Hi! Yes and No. It did work in the sense that I trained it on my own dataset and got some results, but the results are not as good as expected, but that's my research work, maybe it will work for other datasets.
I just needed to modify the dataset/hypersim.py for my dataset and change the train.py accordingly. Also, the model does not load for inference after training. It says
_Missing key(s) in state_dict: "pretrained.cls_token"...... Unexpected key(s) in state_dict: "model", "optimizer", "epoch", "previous_best".___
I had to write the following:
my_state_dict = {} for key in state_dict['model'].keys(): my_state_dict[key.replace('module.', '')] = state_dict['model'][key]
Let me know if this is the correct approach or am I missing something
Same problem here. I managed to train it on my own dataset by replacing the filename paths of the vkitti2 in the /splits folder
The inference did not work and am also having the Missing key problem.

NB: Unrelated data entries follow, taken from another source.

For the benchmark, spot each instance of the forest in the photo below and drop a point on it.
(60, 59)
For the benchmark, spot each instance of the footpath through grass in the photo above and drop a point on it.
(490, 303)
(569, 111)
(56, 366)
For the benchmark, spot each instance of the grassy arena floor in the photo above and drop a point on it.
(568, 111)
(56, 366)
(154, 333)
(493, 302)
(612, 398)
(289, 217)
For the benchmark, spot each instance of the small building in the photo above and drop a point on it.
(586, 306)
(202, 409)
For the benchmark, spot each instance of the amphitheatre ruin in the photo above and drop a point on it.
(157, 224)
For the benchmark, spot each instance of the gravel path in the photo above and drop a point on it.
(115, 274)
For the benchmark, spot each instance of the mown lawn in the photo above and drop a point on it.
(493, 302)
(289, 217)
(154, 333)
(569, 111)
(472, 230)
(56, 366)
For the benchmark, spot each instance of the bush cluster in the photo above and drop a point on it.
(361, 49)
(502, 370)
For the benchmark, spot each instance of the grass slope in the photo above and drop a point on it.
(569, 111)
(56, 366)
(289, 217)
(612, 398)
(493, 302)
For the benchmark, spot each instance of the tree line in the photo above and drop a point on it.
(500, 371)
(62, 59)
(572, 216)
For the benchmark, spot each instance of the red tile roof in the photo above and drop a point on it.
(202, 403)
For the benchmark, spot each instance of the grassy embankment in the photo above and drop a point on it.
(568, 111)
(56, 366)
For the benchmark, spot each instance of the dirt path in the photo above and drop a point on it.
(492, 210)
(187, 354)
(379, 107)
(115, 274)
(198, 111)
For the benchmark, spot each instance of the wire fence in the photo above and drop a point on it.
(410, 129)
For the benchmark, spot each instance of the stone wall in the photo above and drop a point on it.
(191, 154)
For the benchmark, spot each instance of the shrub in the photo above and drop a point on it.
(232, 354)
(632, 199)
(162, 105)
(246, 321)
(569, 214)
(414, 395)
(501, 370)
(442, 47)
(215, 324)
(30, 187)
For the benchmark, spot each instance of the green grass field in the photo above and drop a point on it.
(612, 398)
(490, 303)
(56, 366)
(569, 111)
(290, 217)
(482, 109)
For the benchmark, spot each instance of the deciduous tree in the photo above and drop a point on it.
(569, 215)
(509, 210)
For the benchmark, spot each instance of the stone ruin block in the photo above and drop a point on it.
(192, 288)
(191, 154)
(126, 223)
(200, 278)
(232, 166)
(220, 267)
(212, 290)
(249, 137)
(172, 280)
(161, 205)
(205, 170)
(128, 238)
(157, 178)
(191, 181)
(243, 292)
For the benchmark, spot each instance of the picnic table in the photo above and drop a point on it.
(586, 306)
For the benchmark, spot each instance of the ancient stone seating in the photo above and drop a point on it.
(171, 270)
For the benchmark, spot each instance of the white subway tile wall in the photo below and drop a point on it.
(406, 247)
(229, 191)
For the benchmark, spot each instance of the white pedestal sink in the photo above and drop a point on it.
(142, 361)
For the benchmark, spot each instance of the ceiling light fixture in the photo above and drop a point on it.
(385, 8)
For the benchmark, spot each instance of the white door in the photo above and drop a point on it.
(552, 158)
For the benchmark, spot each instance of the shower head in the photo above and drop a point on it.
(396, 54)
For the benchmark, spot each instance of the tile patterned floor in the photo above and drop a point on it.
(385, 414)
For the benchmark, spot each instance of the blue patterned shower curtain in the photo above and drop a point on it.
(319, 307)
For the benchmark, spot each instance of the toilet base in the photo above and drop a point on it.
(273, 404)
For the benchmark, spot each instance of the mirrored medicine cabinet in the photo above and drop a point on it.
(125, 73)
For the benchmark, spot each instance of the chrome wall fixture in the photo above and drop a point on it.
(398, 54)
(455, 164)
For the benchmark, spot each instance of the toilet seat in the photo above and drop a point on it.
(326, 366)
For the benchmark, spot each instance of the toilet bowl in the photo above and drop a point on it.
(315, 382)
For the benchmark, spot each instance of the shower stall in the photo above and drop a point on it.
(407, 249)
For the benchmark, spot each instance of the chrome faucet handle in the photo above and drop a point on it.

Where exactly did you write these lines ?
my_state_dict = {} for key in state_dict['model'].keys(): my_state_dict[key.replace('module.', '')] = state_dict['model'][key]

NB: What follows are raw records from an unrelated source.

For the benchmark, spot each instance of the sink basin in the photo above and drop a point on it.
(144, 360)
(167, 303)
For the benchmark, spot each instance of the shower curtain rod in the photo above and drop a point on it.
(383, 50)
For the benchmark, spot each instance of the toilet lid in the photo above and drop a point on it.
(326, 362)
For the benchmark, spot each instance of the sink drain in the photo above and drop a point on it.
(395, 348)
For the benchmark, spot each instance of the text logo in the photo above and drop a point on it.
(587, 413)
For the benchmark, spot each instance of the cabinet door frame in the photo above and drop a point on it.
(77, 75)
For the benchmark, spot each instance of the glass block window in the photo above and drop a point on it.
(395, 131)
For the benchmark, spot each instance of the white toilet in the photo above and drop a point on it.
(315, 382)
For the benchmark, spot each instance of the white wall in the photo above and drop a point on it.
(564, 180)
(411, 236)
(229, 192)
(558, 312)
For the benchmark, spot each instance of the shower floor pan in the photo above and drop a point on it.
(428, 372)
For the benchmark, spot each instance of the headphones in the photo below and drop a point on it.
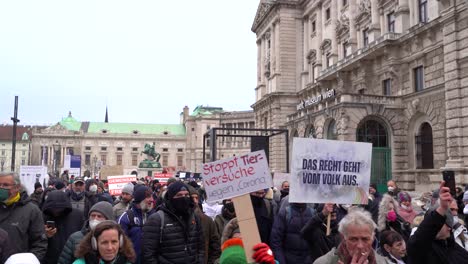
(94, 239)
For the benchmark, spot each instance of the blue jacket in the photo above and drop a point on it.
(286, 242)
(134, 232)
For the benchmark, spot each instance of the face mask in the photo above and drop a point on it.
(93, 223)
(4, 194)
(391, 216)
(181, 205)
(93, 188)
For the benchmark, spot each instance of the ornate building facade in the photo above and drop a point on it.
(390, 72)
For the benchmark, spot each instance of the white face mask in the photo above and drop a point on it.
(93, 188)
(93, 223)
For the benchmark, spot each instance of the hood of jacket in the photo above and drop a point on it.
(57, 200)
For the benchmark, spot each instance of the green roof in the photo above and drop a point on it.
(206, 110)
(128, 128)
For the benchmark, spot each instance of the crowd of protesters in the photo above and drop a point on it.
(74, 220)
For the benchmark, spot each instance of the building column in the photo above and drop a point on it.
(374, 30)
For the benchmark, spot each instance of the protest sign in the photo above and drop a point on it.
(330, 171)
(116, 183)
(232, 177)
(29, 175)
(279, 178)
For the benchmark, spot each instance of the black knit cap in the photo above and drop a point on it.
(174, 188)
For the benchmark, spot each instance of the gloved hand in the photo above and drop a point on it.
(263, 254)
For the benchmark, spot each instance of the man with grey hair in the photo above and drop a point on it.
(357, 229)
(21, 218)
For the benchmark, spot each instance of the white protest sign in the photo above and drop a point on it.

and what changes did you do for the train.py ?
Hi @rick-dn I think you are correct, i did the same too by replacing the keys in the map
train.py changes were to just load my dataloader instead of hyperism data loader. For inference if you follow the instructions on the main page, the Use our models bit, you need to load the more like:
model.load_state_dict(torch.load(f'checkpoints/depth_anything_v2_{encoder}.pth', map_location='cpu'))

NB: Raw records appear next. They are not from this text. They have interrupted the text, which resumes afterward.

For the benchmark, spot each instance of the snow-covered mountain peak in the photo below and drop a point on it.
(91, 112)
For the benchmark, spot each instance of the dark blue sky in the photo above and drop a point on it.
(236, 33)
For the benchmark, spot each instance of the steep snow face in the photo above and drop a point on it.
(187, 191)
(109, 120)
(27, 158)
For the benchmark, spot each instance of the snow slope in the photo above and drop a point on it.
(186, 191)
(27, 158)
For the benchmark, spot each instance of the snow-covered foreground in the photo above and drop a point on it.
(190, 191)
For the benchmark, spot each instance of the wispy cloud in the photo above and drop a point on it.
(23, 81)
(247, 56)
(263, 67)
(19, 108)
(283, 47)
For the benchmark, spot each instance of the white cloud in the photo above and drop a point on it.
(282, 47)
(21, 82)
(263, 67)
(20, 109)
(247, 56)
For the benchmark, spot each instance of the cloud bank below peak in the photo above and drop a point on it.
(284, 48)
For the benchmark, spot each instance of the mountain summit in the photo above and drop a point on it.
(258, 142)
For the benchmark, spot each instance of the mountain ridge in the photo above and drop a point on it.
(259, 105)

so just before this line I had to write the missing key workaround.
Cheers Rick
@rick-dn thank you so much !
The results are not good enough though, I'll update you once I find a way to improve the depth map.
Hi, I confronted with the same problems while performing the inference with my own trained checkpoints, it showed the missing keys error as you guys. Sorry to bother you again, but do you know how to fix this problem or what did I miss while fine-tuning? @LiheYoung
My fine-tuned results are horrible as well, I'm not sure about 3 aspects:
hi i also meet the same error
and my infer code according to run.py `**model_configs = { 'vits': {'encoder': 'vits', 'features': 64, 'out_channels': [48, 96, 192, 384]}, 'vitb': {'encoder': 'vitb', 'features': 128, 'out_channels': [96, 192, 384, 768]}, 'vitl': {'encoder': 'vitl', 'features': 256, 'out_channels': [256, 512, 1024, 1024]} }
encoder = 'vitl' # or 'vits', 'vitb' dataset = 'vkitti' # 'hypersim' for indoor model, 'vkitti' for outdoor model max_depth = 80 # 20 for indoor model, 80 for outdoor model finetune_custom_model_path =osp.join(f'metric_depth/exp/custom-'+f'{encoder}', 'latest.pth') model = DepthAnythingV2({model_configs[encoder], 'max_depth': max_depth}) model.load_state_dict(torch.load(f'{finetune_custom_model_path}', map_location='cpu'))**`
how to correct my code? thank u
May I know how you guys prepared your own custom dataset? What format I need to follow? Is there a guideline?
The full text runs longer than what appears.